Modifying the Calendar Case study

The file examples/calendar/calendar.lore contains the sourcecode of the calendar example from Listing 1 in the paper.

We can use the LoRe compiler to compile this application to Viper using the following command:

$ docker run --rm --volume "$PWD":/pwd localhost/lore viperize examples/calendar/calendar.lore -o examples/calendar/calendar.vpr

You can inspect the generated calendar.vpr to see the generated intermediary code, which is presented in extracts in Listing 2 and Listing 3 in the paper.

Afterwards, we can verify the generated code using:

$ docker run --rm --volume "$PWD":/pwd localhost/viper examples/calendar/calendar.vpr

Introducing a simple change: In order to examine the effect of a code change on the verification results, we can now change the examples/calendar.lore file. A simple change would be to comment out (with a //) the precondition of add_vacation in line 16. After compilation with LoRe and Verification with Viper, we should see the following error reported by Silicon (Viper's symbolic execution backend):

[0] Postcondition of add_vacation might not hold. Assertion 30 - sumDays((toSet(graph.vacation): Set[Appointment])) >= 0 might not hold. (calendar.vpr@157.9--157.30)

Closing remarks: One can try introducing further changes to the calendar application and see how this affects the verification result. Whenever these changes introduce new function calls in the source code, these have to be specified in the file examples/calendar/deps/calendar_header.vpr. When working with .vpr files, we recommend using the Viper IDE extension for Visual Studio Code. When working with .lore files, we recommend using Scala syntax highlighting as most of LoRe's syntax is valid Scala syntax.

Modifying the compiler

We include the source code of the LoRe compiler in the sources folder. It is a Scala project using the sbt build tool.
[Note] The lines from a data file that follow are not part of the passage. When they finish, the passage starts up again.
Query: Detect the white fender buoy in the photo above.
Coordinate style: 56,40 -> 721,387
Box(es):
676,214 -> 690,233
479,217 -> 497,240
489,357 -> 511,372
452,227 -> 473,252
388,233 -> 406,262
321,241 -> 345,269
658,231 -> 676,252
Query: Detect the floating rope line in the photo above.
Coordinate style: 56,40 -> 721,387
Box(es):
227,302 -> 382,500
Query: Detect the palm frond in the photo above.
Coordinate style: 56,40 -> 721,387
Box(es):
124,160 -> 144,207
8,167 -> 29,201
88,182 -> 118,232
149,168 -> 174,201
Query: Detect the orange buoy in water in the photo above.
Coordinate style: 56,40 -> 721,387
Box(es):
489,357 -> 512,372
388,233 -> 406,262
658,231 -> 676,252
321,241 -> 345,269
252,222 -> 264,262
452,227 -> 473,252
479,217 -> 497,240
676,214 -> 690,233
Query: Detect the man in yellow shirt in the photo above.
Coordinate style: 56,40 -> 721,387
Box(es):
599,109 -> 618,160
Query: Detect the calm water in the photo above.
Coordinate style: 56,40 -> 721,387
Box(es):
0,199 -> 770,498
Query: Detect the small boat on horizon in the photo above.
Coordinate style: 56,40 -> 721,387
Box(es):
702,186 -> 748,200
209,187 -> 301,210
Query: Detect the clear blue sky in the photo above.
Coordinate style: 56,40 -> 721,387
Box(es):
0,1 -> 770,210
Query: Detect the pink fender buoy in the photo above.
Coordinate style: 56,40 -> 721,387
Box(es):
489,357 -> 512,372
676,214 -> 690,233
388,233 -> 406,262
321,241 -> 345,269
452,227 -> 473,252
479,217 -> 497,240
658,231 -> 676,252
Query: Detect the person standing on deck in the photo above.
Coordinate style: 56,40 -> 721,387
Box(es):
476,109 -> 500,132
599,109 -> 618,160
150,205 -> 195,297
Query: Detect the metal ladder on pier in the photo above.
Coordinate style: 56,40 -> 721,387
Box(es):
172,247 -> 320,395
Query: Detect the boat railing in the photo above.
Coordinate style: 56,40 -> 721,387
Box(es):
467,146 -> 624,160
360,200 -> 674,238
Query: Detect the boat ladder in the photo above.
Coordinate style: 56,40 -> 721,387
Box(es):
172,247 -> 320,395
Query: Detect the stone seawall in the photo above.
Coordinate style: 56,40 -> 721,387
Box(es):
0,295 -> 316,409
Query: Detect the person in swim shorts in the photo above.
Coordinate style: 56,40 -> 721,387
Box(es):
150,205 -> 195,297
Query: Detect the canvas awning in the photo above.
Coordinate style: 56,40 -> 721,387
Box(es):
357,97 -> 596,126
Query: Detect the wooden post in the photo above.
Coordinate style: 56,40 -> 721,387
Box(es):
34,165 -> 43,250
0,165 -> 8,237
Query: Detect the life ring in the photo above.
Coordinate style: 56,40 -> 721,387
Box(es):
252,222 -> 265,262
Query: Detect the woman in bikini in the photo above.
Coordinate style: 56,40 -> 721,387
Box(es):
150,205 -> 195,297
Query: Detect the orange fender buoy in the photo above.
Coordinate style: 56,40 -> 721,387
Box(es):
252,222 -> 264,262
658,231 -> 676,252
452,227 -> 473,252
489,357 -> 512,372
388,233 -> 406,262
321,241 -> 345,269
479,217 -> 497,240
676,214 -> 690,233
We can enter an interactive sbt session using docker by doing:

$ cd sources
$ docker run --rm --volume "$PWD":/pwd --entrypoint sbt -it localhost/lore

Inside this sbt session, we can, e.g., run tests using test or compile the project to a fat jar using assembly. This jar will reside under target/scala-3.2.1/lore-assembly-0.1.0-SNAPSHOT and can be used as a command-line application when executed with java -jar. This way, we can produce an executable that provides the same interface as the lore docker image.